Jeanne Allaire Kayigirwa, qui a survécu au génocide à 16 ans, s'est retrouvée face à ce questionnement abyssal comme nombre d'enfants orphelins ou séparés de leur famille décimée.
Trente ans plus tard, ces enfants adoptés ou ayant grandi en France ont avancé dans leur reconstruction, pour vivre au nom des leurs, malgré un incommensurable chagrin et sentiment d'injustice.
Le génocide des Tutsi, orchestré par le régime extrémiste hutu au pouvoir, a fait près d'un million de morts entre avril et juillet 1994. Ce processus d'extermination systématique a visé sans distinction la minorité tutsi: voisins, amis, hommes, femmes, enfants, vieillards mais aussi des Hutu modérés.
L'AFP a pu retrouver plusieurs de ces témoins, enfants à l'époque du génocide et établis aujourd'hui en France ou retournés vivre au Rwanda.
Comme Jeanne qui a perdu son père, une de ses soeurs, ses amis, oncles, tantes, cousins dans le génocide. "Je ne compte pas."
"Le jour où ils sont venus nous tuer, ils nous ont mis les armes sur les tempes", raconte Jeanne. Elle a échappé "à la mort en face" trois autres fois.
- Silences -
En 2000, elle est partie seule en France où elle a eu "la chance de pouvoir étudier". "Cela m'a aussi beaucoup aidée de ne pas voir les tueurs tous les jours..."
Jeanne a décidé de "prendre sa seconde vie" et s'est construit un avenir professionnel et familial.
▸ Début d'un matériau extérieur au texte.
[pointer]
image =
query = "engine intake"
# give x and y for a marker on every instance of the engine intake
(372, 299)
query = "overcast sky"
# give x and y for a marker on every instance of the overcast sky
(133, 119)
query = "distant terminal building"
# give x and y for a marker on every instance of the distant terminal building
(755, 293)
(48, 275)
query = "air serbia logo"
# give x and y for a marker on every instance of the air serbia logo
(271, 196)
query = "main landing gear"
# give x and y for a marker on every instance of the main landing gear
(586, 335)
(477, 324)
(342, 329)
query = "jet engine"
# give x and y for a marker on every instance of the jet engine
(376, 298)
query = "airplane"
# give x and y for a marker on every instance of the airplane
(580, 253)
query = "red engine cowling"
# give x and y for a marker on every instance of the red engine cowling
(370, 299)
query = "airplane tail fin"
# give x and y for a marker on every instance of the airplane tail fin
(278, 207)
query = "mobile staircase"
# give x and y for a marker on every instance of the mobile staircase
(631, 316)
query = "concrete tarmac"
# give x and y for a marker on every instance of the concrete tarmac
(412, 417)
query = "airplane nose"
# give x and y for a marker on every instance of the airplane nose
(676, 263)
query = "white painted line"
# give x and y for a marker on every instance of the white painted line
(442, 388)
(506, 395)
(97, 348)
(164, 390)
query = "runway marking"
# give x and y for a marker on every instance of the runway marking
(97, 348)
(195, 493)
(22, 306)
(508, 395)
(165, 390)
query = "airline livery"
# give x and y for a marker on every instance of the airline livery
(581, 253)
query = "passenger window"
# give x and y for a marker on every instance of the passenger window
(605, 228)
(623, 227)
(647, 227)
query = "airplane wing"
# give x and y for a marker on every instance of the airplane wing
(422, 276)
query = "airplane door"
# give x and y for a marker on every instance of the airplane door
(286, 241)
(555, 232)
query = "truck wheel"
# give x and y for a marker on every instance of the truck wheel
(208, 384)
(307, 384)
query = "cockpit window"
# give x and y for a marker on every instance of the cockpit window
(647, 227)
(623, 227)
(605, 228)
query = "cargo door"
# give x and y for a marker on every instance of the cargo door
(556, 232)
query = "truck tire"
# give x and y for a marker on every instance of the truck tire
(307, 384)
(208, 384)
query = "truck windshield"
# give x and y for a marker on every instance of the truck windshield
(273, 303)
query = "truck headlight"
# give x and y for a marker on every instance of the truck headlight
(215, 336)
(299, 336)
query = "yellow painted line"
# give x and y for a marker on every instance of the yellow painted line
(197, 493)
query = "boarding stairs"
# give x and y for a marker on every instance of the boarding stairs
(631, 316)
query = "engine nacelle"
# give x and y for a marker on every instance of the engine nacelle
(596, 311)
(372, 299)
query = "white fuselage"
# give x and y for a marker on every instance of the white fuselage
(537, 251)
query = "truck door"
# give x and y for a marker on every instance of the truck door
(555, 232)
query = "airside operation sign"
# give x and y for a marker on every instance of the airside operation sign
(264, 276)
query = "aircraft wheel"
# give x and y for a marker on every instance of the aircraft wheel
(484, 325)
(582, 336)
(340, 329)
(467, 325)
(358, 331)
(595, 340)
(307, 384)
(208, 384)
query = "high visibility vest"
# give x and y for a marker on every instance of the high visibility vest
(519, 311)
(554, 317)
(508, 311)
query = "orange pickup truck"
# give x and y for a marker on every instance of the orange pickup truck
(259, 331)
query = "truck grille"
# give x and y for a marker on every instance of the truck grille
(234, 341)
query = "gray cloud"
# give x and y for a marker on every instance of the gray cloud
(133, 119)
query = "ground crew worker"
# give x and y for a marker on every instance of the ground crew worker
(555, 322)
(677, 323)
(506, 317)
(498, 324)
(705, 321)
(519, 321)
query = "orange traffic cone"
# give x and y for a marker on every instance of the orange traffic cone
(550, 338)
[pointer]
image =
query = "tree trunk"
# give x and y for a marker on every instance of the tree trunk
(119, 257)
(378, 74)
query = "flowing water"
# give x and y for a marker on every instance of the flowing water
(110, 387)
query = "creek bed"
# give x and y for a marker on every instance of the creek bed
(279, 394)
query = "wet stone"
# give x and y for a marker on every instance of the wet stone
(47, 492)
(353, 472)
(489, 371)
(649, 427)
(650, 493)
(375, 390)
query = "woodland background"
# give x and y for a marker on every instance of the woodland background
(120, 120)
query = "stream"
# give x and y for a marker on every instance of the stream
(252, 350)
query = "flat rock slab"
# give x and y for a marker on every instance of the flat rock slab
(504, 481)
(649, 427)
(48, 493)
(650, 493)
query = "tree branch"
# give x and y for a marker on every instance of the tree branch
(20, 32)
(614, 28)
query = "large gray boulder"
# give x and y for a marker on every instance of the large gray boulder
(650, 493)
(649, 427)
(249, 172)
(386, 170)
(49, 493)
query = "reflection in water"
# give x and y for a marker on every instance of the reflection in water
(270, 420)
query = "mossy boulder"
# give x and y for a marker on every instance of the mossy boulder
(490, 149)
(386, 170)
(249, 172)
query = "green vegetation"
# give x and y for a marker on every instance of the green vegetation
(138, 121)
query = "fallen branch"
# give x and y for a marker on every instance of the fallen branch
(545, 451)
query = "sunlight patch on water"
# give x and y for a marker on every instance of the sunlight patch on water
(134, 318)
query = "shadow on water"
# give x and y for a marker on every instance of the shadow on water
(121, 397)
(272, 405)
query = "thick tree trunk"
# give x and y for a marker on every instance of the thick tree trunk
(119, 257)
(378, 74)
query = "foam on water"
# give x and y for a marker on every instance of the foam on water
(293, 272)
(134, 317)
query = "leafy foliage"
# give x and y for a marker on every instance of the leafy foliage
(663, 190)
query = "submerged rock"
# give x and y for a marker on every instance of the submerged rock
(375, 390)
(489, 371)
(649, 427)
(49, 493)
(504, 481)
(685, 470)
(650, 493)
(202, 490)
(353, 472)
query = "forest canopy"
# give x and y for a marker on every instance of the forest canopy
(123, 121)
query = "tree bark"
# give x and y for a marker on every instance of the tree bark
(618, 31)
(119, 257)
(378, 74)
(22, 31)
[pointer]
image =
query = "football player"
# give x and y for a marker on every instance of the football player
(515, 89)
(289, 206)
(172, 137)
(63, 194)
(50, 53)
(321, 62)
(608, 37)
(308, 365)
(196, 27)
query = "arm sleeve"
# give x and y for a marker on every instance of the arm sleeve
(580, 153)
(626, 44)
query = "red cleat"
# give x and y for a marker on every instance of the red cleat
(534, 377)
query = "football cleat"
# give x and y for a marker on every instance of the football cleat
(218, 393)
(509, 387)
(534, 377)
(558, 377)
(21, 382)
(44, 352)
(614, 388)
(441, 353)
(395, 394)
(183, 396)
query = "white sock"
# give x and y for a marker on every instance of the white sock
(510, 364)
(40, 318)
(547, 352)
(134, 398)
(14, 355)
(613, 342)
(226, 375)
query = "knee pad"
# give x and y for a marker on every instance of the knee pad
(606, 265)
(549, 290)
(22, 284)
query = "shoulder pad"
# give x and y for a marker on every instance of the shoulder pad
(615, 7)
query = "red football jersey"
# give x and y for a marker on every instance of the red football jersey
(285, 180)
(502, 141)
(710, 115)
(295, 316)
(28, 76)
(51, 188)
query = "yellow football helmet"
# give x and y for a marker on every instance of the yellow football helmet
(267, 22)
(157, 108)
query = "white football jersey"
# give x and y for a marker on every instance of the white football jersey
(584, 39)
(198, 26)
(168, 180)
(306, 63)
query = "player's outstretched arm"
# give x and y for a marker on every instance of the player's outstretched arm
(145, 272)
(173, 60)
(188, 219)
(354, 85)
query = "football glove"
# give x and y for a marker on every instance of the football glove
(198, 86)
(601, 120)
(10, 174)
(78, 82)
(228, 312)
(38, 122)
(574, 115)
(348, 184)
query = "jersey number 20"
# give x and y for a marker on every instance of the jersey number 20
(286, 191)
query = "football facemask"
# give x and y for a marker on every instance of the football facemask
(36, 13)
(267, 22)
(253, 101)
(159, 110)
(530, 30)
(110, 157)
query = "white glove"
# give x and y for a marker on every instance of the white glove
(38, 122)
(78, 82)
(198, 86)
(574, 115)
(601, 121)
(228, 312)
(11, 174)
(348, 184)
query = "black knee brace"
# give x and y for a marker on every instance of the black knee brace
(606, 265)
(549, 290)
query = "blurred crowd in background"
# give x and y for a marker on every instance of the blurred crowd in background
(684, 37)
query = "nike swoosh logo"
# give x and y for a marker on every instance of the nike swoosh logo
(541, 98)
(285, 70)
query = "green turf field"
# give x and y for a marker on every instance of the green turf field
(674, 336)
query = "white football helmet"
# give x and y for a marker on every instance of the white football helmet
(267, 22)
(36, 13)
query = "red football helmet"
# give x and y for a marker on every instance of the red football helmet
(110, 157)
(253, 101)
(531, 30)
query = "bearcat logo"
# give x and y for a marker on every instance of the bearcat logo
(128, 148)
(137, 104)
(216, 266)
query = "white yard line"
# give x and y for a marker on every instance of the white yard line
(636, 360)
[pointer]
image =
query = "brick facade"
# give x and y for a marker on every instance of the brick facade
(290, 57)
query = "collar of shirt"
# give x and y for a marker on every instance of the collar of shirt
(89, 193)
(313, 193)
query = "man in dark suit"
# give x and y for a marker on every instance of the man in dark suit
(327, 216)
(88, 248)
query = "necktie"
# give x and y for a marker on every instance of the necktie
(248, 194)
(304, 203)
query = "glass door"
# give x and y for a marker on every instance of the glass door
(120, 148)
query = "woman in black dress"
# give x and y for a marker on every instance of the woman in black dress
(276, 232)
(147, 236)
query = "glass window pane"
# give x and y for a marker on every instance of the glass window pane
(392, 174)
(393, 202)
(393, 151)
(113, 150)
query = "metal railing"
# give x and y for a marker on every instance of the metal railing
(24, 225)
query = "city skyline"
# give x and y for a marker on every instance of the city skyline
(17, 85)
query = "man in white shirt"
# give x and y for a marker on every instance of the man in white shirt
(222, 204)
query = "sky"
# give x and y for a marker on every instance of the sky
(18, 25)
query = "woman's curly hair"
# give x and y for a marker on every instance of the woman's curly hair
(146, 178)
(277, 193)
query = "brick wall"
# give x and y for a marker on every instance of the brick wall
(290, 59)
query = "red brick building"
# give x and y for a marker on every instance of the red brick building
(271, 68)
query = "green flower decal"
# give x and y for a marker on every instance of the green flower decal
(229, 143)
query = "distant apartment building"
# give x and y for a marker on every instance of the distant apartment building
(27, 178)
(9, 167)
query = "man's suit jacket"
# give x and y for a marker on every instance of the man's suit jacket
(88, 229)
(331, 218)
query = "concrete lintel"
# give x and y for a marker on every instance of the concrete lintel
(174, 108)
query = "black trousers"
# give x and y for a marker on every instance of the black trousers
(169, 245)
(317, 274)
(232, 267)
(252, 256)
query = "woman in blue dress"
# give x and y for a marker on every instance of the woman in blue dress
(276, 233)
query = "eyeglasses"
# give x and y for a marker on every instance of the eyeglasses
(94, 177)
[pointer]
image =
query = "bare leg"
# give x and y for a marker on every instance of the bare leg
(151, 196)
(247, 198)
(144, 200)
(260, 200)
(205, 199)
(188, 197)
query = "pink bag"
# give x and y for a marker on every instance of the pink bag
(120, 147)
Elle a travaillé ces dernières années au cabinet de la maire de Paris.
Rapidement après son arrivée en France, elle était entrée dans l'association "Ibuka" oeuvrant pour la mémoire du génocide, où elle a pris des responsabilités nationales.
"J'ai eu l'impression que grâce au témoignage dans les écoles et la transmission, je ne taisais pas les morts qu'on a fait taire".
Le silence, il planera au-dessus de l'enfance de Manzi Rugirangoga, 31 ans.
Le doux piaillement d'un oiseau ponctue l'appel téléphonique, depuis la fenêtre ouverte du bureau de Manzi, responsable de la médiathèque de l'Institut français à Kigali.
A travers sa parole posée, le trentenaire raconte son destin inouï et son chemin de vie entre Rwanda et France.
Trente ans après le génocide, "je ne pense pas qu'on puisse parler d'apaisement", confie-t-il. "J'ai toujours un sentiment de grande injustice par rapport à ce qui est arrivé."
Fin avril 94, Manzi n'est âgé que d'un an et trois mois.
Sa famille tutsi est réfugiée dans une école de Butare (sud). Le 29 avril, des miliciens hutu attaquent. Sa mère - alors même qu'elle porte Manzi dans son dos - est tuée, ainsi que sa tante et son oncle.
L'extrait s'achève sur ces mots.